Se Macron não parece ter considerado a opção Castets, convidou em diversas ocasiões o socialista Bernard Cazeneuve ao Palácio do Eliseu. As razões para descartar o antigo primeiro-ministro de François Hollande, bem como a sinceridade de Macron ao explorar o caminho de Cazeneuve para a chefia do governo, são objeto de debate.

Uma parte dos socialistas acusa a direção do PS, em particular o secretário-geral, de sabotar as opções de Cazeneuve. “Poderíamos ter tido um primeiro-ministro de esquerda, em linha com o voto dos franceses. Havia um nome, o de Bernard Cazeneuve, e foi o meu próprio partido que impediu a sua nomeação”, disse a prefeita de Paris, Anne Hidalgo, relutante em continuar a aliança com o França Insubmissa.

Na realidade, Cazeneuve faz parte do setor mais hostil a qualquer aliança com os de Mélenchon e a sua nomeação teria significado a dissolução da Nova Frente Popular. “Há fortes tensões para um Partido Socialista que vê os bons resultados obtidos dentro da aliança de esquerda, mas também é tentado pelos macronistas, muitos dos quais vêm das suas fileiras”, analisa Gilles Candar. “Um governo liderado por Bertrand Cazeneuve teria sido baseado numa aliança entre socialistas e centristas. Uma perspectiva muito frágil, tanto para ele como para os dois lados: os socialistas divididos, os macronistas também em processo de recomposição”.

Eleições presidenciais no horizonte

Como pano de fundo desta sequência de formação de governo, vários candidatos começam a se posicionar para as próximas eleições presidenciais. Após os resultados de 2017 e 2022, JeanLuc Mélenchon surge como o candidato dominante à esquerda e surgem os primeiros debates sobre a conveniência ou não de uma candidatura unitária.

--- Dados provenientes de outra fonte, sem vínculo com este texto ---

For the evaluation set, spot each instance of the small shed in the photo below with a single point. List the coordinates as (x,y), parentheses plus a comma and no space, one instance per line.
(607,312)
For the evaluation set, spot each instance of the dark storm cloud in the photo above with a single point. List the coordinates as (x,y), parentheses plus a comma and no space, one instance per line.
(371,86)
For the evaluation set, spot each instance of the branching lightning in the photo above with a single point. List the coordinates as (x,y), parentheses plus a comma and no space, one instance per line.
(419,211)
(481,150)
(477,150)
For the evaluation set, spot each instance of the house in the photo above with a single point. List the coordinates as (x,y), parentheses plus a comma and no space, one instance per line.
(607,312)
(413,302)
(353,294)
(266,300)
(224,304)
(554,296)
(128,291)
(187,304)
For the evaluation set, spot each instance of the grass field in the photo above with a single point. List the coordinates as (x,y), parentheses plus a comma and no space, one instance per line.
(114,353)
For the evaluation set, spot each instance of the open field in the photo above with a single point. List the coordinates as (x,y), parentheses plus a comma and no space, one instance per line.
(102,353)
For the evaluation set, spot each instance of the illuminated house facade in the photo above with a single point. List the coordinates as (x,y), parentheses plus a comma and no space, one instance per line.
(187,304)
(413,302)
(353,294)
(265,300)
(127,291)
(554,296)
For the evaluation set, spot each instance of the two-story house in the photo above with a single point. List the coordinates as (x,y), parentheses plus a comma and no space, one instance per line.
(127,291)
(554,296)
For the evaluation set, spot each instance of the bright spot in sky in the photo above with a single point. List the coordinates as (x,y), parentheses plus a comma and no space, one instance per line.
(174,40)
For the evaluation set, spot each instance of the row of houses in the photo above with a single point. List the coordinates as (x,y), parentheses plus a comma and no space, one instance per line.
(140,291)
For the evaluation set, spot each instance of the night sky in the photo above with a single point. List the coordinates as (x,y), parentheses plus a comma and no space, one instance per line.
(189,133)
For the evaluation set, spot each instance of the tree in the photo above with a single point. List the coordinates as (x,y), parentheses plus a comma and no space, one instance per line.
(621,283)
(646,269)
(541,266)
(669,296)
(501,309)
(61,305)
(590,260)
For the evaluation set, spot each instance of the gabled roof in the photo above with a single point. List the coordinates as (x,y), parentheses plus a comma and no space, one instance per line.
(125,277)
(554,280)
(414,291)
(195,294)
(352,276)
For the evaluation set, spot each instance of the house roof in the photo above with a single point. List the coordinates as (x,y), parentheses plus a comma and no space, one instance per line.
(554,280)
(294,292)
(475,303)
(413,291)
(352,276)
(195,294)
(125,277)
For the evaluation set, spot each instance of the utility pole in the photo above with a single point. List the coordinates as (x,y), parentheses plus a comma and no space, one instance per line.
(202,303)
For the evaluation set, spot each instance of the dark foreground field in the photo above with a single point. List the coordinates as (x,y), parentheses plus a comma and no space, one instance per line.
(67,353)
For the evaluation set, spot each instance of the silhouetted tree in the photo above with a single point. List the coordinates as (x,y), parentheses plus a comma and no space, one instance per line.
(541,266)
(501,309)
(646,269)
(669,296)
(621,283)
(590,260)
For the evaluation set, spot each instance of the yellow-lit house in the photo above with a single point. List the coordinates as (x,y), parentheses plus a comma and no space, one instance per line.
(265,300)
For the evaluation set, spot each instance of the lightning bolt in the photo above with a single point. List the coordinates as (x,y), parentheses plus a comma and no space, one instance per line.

“A força de Mélenchon também se deve à fraqueza dos seus parceiros”, afirma Gilles Candar. “Neste momento não se impõe nenhuma candidatura, nem no PS, nem entre os ambientalistas nem em torno dos partidos (Glucksmann, Hamon, Autain, Ruffin, etc.). Lucie Castets poderia ser uma possibilidade? Resta ver”.

Nos últimos dias, a rivalidade entre Jean-Luc Mélenchon e François Ruffin, ex-membro da LFI, que recentemente deixou o partido e quer agora oferecer uma alternativa ao líder rebelde da extrema-esquerda do cenário político francês, aumentou em intensidade.

Para tal, Ruffin afirma as suas “profundas divergências” com Mélenchon e acusa o líder do França Insubmissa de abandonar o eleitorado rural para se concentrar na mobilização da juventude nas periferias das cidades, bem como de desdenhar os eleitores em certos territórios – particularmente no norte do país – onde a extrema-direita prevaleceu regularmente na última década.